Dağhan ile Esma balık sefasından sonraki gün teşkilatta buluştular. Patron yeni bir görev vermeden öncesini boş geçirmemek için atış yapmaya karar vermişlerdi. Ve atış yerine gelmiş, son hazırlıklarını yapıyorlardı şimdi. Dağhan tüfeğini son kez kontrol ederken:
-Dövüş yapmamızın daha iyi bir fikir olduğu kanısındayım hala, dedi.
-Neden, yine atışlarda seni geçeceğimden mi korktun çapulcu, dedi Esma alayla.
-Hayır, bu sefer kendimi süper hissediyorum. O bir kere olur Esma hanım, bu sefer seni hezimete uğratacağımdan korkuyorum. Dövüşte de yeneceğim kesin de belki hezimete uğramazdın hiç değilse, dedi Dağhan da alayla.
-Bana bak sünepe, işte şimdi beni kızdırdın. Bu işi de yarışa dökmeye var mısın? Sen sadece yenilerek buradan ayrılırsan içimde kalır, bir cezada almanı istiyorum ki, o havadan bir türlü inemeyen burnun yerlere sürtünsün biraz, dedi Esma. Dağhan sırıttı.
-Zevkle. Yalnız bir şartım var. Kazanan cezasını kendisi belirleyecek. Mesela sen başka bir şey isterken, ben başka bir şey isteyebileceğim, dedi. Esma onun aklından ne geçtiğini tahmin edemeden:
-Tamam. Neden olmasın, dedi.
-Önce sen ne istediğini söyle bakalım, dedi Dağhan. Esma biraz düşündü. Sonra:
-Eğer ben kazanırsam, sana şiddetli iki tokat atacağım ve bana karşı koymayacaksın, dedi. Dağhan hiç itiraz etmeden kabul edince acaba çok mu küçük bir ceza oldu diye kendisinden şüphelendi Esma.
-Peki sen söyle.
-Ben şiddete başvurma niyetinde değilim. Tabi senin şiddetten ne anladığına bağlı. Eğer öpücüğü şiddet olarak nitelendirirsen bilemeyeceğim, dedi Dağhan sırıtarak. Esma şokla biran öylece durdu.
-Ne? Ne öpücüğü? Kazanırsan öpecek misin beni? Yani yanağımdan tabi, diye sordu.
-Birincisi doğru, öpeceğim ama ikincisi yanlış, yanağından değil, dudağından, dedi Dağhan. Baştan beri amacı buydu zaten. Daha Esma bu işi yarış moduna getirmeden bunu planlamıştı ve bilerek Esma'yı yarışa sürüklemişti.

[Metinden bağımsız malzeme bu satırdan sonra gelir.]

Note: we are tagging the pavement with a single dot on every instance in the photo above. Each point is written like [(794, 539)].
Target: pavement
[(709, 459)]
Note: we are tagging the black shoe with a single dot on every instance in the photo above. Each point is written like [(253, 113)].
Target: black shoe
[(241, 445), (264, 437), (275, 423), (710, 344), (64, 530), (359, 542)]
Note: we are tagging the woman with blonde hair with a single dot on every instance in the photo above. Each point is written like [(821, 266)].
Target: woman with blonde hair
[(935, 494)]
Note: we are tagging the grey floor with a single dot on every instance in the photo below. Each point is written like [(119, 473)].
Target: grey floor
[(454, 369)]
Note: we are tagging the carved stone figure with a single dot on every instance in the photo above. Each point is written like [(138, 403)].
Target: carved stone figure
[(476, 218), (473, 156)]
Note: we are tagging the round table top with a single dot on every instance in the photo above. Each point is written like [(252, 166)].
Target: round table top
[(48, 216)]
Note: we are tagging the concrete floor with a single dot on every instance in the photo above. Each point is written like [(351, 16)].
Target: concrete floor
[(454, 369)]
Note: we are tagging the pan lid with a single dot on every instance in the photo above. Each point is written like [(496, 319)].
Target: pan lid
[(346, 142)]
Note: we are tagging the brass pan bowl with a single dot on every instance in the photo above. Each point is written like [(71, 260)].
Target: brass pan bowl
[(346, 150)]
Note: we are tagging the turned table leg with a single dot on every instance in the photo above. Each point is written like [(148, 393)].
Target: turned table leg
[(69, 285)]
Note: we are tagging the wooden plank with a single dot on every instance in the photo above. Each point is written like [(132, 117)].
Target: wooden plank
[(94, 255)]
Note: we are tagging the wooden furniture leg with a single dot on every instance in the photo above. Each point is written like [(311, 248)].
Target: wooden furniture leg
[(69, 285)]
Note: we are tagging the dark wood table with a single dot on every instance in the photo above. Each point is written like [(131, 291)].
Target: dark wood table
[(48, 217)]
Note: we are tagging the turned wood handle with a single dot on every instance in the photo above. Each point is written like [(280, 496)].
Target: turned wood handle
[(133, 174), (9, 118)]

-Bu kabul edilemez, dedi Esma. Kıpkırmızı kesilmişti. Dağhan onun kızaran yüzünü keyifle izledi. İçinden o kırmızı yanakları okşamak geçti. Kendisini dizginledi. Ona ne oluyordu?
-Eğer korktuysan vazgeçebiliriz.
-Ben korkmam.
-Ne bileyim şiddetle itiraz ettiğine göre, bana yenileceğinden eminsin sanki.
-Güldürme beni. Ben sadece... Bu olmaz yani. Beni dudağımdan öpme olayı etiğe aykırı ve..., derken iyice sesi kısıldı, kızarıklığı daha da arttı sanki Esma'nın.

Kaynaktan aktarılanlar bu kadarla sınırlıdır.